North and South Steppe/Caucasus Ancestry

January 28, 2022

Indo-European languages originated somewhere in the Russian Steppe/Caucasus Mountains area, and studies like Sarno et al. (2017) have suggested that some of them were spread to Europe (especially the Balkans and Italy) through a southern route by a population that was different than the Yamnaya who went north.

A recent study found that in the Steppe/Caucasus zone during the Bronze Age there were two distinct populations: a Northern one (which the authors call "Steppe") and a Southern one (which they call "Caucasus"). Both had CHG/Iran-related ancestry and similar mtDNA, but "Steppe" was mixed with EHG/ANE and had mainly Y-chromosome haplogroup R, whereas "Caucasus" mostly lacked EHG and was mainly haplogroup J.

It's clear that Italy and the Balkans received more of the Southern kind of ancestry, which could have brought with it languages like Greek, Albanian, Illyrian, Thracian, Messapian and maybe others too. (It would also likely be the source of the Anatolian and Armenian branches of IE).

Based on PCA and ADMIXTURE plots we observe two distinct genetic clusters: one falls with previously published ancient individuals from the West Eurasian steppe (hence termed 'Steppe'), and the second clusters with present-day southern Caucasian populations and ancient BA individuals from today's Armenia (henceforth called 'Caucasus'), while a few individuals take on intermediate positions between the two. The stark distinction seen in our temporal transect is also visible in the Y-chromosome haplogroup distribution, with R1/R1b1 and Q1a2 types in the Steppe and L, J, and G2 types in the Caucasus cluster (Fig. 3a, Supplementary Data 1, Supplementary Note 4). In contrast, the mitochondrial haplogroup distribution is more diverse and similar in both groups (Fig. 3b, Supplementary Data 1).


Our fitted qpGraph model recapitulates the genetic separation between the Caucasus and Steppe groups with the Eneolithic steppe individuals deriving more than 60% of ancestry from EHG and the remainder from a CHG-related basal lineage, whereas the Maykop group received about 86.4% from CHG, 9.6% Anatolian farming related ancestry, and 4% from EHG. The Yamnaya individuals from the Caucasus derived the majority of their ancestry from Eneolithic steppe individuals, but also received about 16% from Globular Amphora-related farmers (Fig. 5, Supplementary Note 6).
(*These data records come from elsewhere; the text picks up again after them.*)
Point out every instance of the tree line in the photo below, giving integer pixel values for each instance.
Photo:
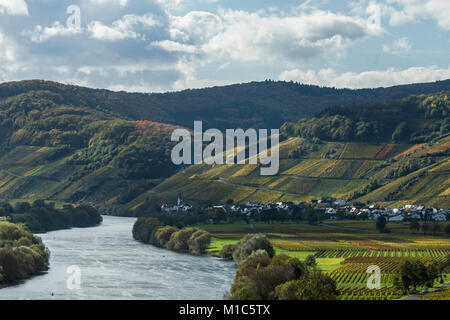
(40, 216)
(22, 254)
(262, 275)
(150, 230)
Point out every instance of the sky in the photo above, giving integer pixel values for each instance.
(170, 45)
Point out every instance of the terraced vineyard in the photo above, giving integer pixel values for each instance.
(321, 173)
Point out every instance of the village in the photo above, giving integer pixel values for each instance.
(330, 208)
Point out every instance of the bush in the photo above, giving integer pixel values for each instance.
(251, 243)
(161, 235)
(21, 254)
(179, 240)
(199, 242)
(227, 252)
(144, 227)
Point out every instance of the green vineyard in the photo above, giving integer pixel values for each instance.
(352, 276)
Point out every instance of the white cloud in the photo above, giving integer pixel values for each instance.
(195, 27)
(369, 79)
(14, 7)
(413, 10)
(122, 28)
(41, 34)
(174, 5)
(258, 36)
(399, 47)
(400, 12)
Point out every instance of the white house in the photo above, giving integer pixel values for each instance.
(397, 218)
(439, 217)
(340, 203)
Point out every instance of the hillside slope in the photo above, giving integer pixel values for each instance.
(385, 172)
(257, 104)
(55, 151)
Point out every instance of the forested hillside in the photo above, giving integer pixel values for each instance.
(70, 153)
(257, 104)
(386, 153)
(79, 145)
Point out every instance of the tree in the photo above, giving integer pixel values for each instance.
(162, 235)
(144, 227)
(251, 243)
(447, 229)
(425, 228)
(227, 252)
(199, 242)
(310, 261)
(414, 225)
(381, 224)
(179, 240)
(318, 286)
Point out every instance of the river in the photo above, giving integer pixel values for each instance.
(114, 266)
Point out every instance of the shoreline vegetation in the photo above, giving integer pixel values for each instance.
(22, 254)
(151, 230)
(42, 217)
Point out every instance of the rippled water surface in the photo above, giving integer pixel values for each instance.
(114, 266)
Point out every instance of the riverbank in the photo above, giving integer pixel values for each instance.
(115, 266)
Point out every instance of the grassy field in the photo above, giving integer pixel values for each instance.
(343, 249)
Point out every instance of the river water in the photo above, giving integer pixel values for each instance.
(114, 266)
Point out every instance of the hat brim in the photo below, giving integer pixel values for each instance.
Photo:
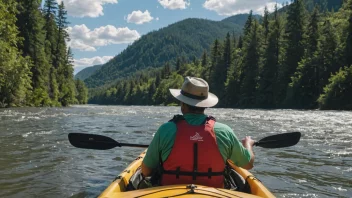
(211, 101)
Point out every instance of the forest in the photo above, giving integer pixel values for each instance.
(36, 65)
(297, 57)
(189, 38)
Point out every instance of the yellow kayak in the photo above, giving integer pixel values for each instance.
(118, 188)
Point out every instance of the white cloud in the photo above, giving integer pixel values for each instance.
(174, 4)
(232, 7)
(84, 39)
(86, 8)
(139, 17)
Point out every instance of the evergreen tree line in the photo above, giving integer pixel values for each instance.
(292, 59)
(36, 68)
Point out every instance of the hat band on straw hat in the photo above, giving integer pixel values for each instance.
(193, 96)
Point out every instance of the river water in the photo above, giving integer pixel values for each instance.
(36, 159)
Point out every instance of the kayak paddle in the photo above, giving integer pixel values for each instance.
(99, 142)
(279, 140)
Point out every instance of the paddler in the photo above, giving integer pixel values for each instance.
(193, 148)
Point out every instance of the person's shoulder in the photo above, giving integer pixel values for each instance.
(221, 127)
(167, 126)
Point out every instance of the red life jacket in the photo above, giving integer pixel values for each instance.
(195, 157)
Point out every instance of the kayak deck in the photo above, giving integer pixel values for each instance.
(118, 187)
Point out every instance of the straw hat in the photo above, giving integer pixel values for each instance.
(195, 92)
The insight that the Caucasus mountains served as a corridor for the spread of CHG ancestry north but also for subtle later gene-flow from the south allows speculations on the postulated homelands of Proto-Indo-European (PIE) languages and documented gene-flows that could have carried a consecutive spread of both across West Eurasia. This also opens up the possibility of a homeland of PIE south of the Caucasus, and could offer a parsimonious explanation for an early branching off of Anatolian languages, as shown on many PIE tree topologies. Geographically conceivable are also Armenian and Greek, for which genetic data support an eastern influence from Anatolia or the southern Caucasus, and an Indo-Iranian offshoot to the east. However, latest ancient DNA results from South Asia suggest an LMBA spread via the steppe belt. Irrespective of the early branching pattern, the spread of some or all of the PIE branches would have been possible via the North Pontic/Caucasus region and from there, along with pastoralist expansions, to the heart of Europe. This scenario finds support from the well attested and widely documented 'steppe ancestry' in European populations and the postulate of increasingly patrilinear societies in the wake of these expansions.
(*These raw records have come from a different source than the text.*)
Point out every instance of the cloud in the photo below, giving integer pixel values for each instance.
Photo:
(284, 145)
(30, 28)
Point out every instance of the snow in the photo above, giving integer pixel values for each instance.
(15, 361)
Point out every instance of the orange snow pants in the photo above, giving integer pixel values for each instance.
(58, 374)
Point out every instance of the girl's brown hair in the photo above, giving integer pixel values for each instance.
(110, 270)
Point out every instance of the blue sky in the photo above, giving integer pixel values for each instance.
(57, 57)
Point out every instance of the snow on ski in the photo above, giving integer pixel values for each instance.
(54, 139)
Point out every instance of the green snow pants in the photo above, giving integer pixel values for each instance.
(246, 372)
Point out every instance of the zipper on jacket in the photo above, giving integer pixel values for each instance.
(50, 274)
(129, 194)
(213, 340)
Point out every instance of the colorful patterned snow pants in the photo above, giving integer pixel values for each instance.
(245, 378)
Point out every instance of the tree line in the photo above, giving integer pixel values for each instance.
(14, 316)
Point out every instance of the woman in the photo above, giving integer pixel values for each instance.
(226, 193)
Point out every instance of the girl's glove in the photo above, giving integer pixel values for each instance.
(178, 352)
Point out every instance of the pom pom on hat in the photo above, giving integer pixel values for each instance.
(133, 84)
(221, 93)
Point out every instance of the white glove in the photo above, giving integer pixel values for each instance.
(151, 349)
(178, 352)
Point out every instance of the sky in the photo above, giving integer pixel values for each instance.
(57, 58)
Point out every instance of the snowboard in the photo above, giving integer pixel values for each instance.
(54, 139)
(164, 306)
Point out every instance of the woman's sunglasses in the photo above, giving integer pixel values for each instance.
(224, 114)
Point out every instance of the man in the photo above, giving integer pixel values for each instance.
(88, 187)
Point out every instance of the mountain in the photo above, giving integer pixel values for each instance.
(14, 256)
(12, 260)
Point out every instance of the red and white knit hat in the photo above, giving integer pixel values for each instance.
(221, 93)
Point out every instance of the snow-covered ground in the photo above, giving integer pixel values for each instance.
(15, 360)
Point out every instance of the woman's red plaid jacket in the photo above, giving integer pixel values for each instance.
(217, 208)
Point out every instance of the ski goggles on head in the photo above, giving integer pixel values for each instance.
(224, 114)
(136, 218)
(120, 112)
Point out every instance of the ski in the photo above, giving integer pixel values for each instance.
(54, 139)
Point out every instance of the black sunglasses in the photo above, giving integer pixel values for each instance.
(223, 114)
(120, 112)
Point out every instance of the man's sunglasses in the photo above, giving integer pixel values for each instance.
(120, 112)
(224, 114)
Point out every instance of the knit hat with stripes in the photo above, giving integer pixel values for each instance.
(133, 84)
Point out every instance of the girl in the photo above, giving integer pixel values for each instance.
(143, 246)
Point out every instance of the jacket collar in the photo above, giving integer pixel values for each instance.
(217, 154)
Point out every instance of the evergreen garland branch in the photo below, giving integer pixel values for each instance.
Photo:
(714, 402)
The two clusters are represented in the PCA, and the dotted lines show trajectories of admixture: the pink one between Western European Farmers and the Northern Steppe/Caucasus cluster, and the brown one between Eastern European Farmers and the Southern Steppe/Caucasus cluster. All Italians (and Balkan peoples) are on those clines and plot between the two dotted lines, near the bottom.

Wang et al. "Ancient human genome-wide data from a 3000-year interval in the Caucasus corresponds with eco-geographic regions". Nat Commun, 2019.